As autoridades chinesas começaram a inspecionar cada remessa de respiradores N95, ventiladores e outros suprimentos médicos em busca de problemas de qualidade antes da exportação, uma política que provavelmente atrasará a chegada de equipamentos essenciais aos hospitais em todo o mundo que estão lutando para lidar com a pandemia do coronavírus.

A política, anunciada pela Administração Geral das Alfândegas na sexta-feira, produziu atrasos imediatos no sábado, enquanto fabricantes, agentes de frete e comerciantes tentavam entender como cumpri-la. Dependendo da cidade, eles disseram, os atrasos podem variar de algumas horas a alguns dias ou mais, já que os funcionários do governo se apressam em obedecer.

A nova política aduaneira surge após uma série de reclamações da Europa de que os suprimentos médicos da China apresentavam problemas de qualidade. As autoridades chinesas contestaram que muitas dessas reclamações envolviam respiradores industriais que foram comprados para uso médico, mas não foram projetados para atender a esses padrões.
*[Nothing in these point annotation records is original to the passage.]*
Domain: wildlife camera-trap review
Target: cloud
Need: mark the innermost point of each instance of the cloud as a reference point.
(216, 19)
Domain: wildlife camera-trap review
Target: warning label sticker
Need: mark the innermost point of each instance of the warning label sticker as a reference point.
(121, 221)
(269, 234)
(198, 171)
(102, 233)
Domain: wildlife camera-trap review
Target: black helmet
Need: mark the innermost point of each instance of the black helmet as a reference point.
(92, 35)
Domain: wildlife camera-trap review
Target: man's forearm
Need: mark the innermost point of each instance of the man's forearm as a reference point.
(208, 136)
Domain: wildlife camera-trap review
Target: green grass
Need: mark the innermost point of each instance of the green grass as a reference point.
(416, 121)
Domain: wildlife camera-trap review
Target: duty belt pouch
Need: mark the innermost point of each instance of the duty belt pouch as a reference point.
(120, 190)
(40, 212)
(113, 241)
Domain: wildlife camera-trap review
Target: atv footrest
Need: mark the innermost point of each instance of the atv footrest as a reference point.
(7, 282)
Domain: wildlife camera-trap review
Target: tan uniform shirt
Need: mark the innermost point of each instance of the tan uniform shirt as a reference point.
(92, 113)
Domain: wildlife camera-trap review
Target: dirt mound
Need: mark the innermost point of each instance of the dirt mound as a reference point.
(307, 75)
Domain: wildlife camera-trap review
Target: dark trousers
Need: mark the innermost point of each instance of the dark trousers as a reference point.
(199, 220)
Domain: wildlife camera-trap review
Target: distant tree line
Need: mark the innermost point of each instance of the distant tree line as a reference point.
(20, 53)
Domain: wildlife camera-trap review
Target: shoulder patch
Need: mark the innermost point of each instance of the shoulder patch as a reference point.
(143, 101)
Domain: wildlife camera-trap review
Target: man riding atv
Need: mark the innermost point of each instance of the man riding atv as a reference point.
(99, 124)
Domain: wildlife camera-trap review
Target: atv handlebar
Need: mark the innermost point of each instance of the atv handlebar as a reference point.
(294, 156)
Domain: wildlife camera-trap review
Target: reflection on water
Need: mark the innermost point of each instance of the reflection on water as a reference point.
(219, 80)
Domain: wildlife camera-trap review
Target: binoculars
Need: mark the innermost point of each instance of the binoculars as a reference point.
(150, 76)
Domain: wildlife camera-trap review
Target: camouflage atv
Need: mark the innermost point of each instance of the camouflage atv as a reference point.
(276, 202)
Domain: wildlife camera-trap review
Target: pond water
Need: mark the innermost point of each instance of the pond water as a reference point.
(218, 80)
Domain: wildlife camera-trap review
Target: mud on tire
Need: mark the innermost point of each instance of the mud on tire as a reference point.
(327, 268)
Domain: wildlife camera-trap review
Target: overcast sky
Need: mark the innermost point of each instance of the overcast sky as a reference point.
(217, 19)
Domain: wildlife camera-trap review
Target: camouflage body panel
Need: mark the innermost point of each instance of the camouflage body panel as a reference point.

Os novos atrasos ocorrem em um momento em que os países reclamam que um vale-tudo global para equipamentos de proteção individual deixou uma escassez aguda de médicos e enfermeiras. Esses países incluem Estados Unidos, Espanha e, mais recentemente, Rússia.

A China é o maior produtor mundial de uma ampla variedade de suprimentos médicos. Sua liderança na manufatura se ampliou em muitos setores à medida que ela se engajou na mobilização nacional da produção de suprimentos médicos desde o final de janeiro, quando Pequim ordenou um bloqueio na cidade de Wuhan para conter a rápida disseminação do coronavírus ali.

A produção diária de máscaras e respiradores na China aumentou de 10 milhões no início de fevereiro para 116 milhões apenas quatro semanas depois.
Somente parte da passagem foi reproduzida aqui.